In this notebook, we take a very simple look at the Rectangular Newton-Schulz algorithm
developed in:

Bernstein, J., & Newhouse, L. (2024). Modular Duality in Deep Learning. arXiv preprint arXiv:2410.21265.

This paper, and several preceding works, e.g.,

Bernstein, J., & Newhouse, L. (2024). Old optimizer, new norm: An anthology. arXiv preprint arXiv:2409.20325.

and

Yang, G., Simon, J. B., & Bernstein, J. (2023). A spectral condition for feature learning. arXiv preprint arXiv:2310.17813.

provide a rather fascinating look at architecture-adapted optimization algorithms for neural networks. The overarching
principal seems to be to ensure that the layer-wise weight matrices remain well-conditioned or well-normed at initialization
and during training.
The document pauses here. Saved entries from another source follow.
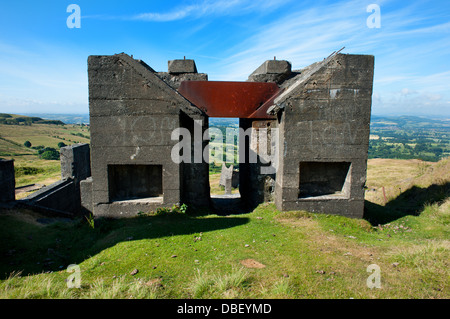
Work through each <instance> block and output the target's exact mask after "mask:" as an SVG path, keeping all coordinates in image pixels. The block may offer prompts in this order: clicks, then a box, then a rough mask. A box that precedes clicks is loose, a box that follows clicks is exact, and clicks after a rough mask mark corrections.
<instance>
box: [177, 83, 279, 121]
mask: <svg viewBox="0 0 450 319" xmlns="http://www.w3.org/2000/svg"><path fill="white" fill-rule="evenodd" d="M279 91H280V89H279V87H278V85H276V83H271V82H224V81H183V82H181V85H180V87H179V88H178V92H179V93H180V94H181V95H183V96H184V97H185V98H186V99H188V100H189V101H190V102H191V103H192V104H194V105H195V106H197V107H198V108H200V109H201V110H203V111H204V112H205V113H206V114H207V115H208V116H210V117H238V118H255V119H256V118H258V119H273V118H274V117H273V116H270V115H268V114H267V113H266V111H267V109H268V108H269V107H270V106H271V103H266V102H268V101H269V100H271V98H273V97H274V96H276V95H277V93H278V92H279Z"/></svg>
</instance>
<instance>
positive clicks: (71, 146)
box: [60, 143, 91, 181]
mask: <svg viewBox="0 0 450 319" xmlns="http://www.w3.org/2000/svg"><path fill="white" fill-rule="evenodd" d="M60 158H61V178H62V179H64V178H73V179H76V180H77V181H81V180H83V179H86V178H87V177H89V176H91V163H90V149H89V144H81V143H79V144H73V145H70V146H65V147H62V148H61V149H60Z"/></svg>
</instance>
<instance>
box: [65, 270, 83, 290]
mask: <svg viewBox="0 0 450 319" xmlns="http://www.w3.org/2000/svg"><path fill="white" fill-rule="evenodd" d="M67 272H68V273H72V274H71V275H70V276H69V277H67V279H66V283H67V288H69V289H70V288H81V271H80V266H78V265H75V264H72V265H69V266H68V267H67Z"/></svg>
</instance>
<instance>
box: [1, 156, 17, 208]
mask: <svg viewBox="0 0 450 319" xmlns="http://www.w3.org/2000/svg"><path fill="white" fill-rule="evenodd" d="M15 187H16V179H15V174H14V161H13V160H6V159H3V158H0V202H10V201H14V200H15V199H16V193H15Z"/></svg>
This is accomplished by ensuring that the input and output vectors of each layer are appropriately sized,
where "size" is measured by the corresponding vector space norms. The general rule is that in a d-dimensional vector space,
vectors should be of size approximately \sqrt{d}, which coincides with standard normalization schemes such as BatchNorm, LayerNorm, and RMSNorm.
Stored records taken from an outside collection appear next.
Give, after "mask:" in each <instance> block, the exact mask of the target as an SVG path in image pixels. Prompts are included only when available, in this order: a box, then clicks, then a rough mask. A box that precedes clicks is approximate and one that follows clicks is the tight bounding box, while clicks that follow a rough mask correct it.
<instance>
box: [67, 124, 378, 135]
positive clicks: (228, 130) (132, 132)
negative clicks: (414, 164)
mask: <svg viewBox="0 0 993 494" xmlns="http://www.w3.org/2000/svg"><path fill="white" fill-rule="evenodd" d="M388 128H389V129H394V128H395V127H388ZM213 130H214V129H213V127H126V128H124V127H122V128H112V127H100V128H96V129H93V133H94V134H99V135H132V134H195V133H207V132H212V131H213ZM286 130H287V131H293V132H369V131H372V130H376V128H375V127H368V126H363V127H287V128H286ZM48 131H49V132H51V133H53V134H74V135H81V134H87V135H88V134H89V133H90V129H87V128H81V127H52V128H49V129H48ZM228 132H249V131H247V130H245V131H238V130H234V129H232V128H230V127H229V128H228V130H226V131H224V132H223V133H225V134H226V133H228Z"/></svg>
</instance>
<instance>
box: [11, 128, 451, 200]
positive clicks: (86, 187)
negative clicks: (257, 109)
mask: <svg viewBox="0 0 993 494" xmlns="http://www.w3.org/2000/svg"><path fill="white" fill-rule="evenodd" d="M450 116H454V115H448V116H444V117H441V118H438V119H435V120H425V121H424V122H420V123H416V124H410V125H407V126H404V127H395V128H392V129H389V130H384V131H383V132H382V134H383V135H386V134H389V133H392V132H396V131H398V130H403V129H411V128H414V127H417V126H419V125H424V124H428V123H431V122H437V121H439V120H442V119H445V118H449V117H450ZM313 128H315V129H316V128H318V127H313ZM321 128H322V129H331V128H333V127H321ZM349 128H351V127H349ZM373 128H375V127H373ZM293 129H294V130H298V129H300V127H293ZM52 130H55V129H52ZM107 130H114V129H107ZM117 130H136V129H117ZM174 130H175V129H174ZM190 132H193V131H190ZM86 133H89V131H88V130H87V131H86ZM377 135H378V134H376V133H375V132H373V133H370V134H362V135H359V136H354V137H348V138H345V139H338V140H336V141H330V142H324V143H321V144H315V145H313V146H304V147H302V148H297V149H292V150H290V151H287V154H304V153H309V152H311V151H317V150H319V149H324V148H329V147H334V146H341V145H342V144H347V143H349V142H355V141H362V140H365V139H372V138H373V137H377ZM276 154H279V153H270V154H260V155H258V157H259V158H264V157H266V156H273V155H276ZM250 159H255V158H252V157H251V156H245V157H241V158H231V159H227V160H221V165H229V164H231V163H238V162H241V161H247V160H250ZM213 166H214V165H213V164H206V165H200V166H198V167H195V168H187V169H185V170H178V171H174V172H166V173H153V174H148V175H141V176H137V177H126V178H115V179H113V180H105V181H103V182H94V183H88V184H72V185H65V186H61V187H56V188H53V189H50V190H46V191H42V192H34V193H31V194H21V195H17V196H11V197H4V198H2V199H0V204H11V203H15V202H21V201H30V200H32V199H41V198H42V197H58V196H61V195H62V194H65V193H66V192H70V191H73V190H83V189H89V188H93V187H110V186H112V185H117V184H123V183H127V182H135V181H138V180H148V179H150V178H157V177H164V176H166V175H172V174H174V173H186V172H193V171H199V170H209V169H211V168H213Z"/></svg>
From my reading, this perspective seems quite distict from and complementary to other works in the field, which focus on the training
dynamics of stochastic gradient methods and the associated implicit biases (e.g., towards low "complexity" solutions). There is a lot more
to explore in this space.
"""

In [None]:
import numpy as np
import matplotlib.pyplot as plt

In [None]:
def Newton_Schulz(A: np.ndarray, n_steps: int = 15, eps: float = 1e-9):
  """
  Rectangular Newton-Schulz Iteration
  """
  # normalize to ensure singular values of A are
  # contained in between 0 and \sqrt{3}.
  X = A / (eps + np.linalg.norm(A, ord = 'fro'))
  a = float(3/2)
  b = float(1/2)
  for _ in range(n_steps):
      X = a * X - b * X @ X.T @ X
  return X

# Note, to see what the above iteration is doing, consider the SVD of X: X = USV'
# The RHS breaks down into U(a*S - b*S^3)V', hence the polynomial in question
# is applied directly to each singular value.

In [None]:
n = 100
d = 500
A = 1/np.sqrt(d) * np.random.randn(n,d)
Ua, Sa, Vha = np.linalg.svd(A, full_matrices=False)

In [None]:
X = Newton_Schulz(A)
Ux, Sx, Vhx = np.linalg.svd(X, full_matrices=False)

In [None]:
# Error (how close is X to UV'?)
rel_error = np.linalg.norm(X - Ua@Vha) / np.linalg.norm(Ua@Vha)
print(rel_error)

In [None]:
fig, ax = plt.subplots(figsize=(5,5))
bins = np.linspace(min( np.min(Sa), np.min(Sx)), max( np.max(Sa), np.max(Sx)), 20)
plt.hist(Sa, bins=bins, color ='b', alpha=0.5, label = 'Pre-NS singular values')
plt.hist(Sx, bins=bins, color='r', alpha=0.5, label = 'Post-NS singular values')
plt.xlabel('Singular values')
plt.ylabel('Counts')
plt.title('Singular value distributions')
plt.legend()
plt.show()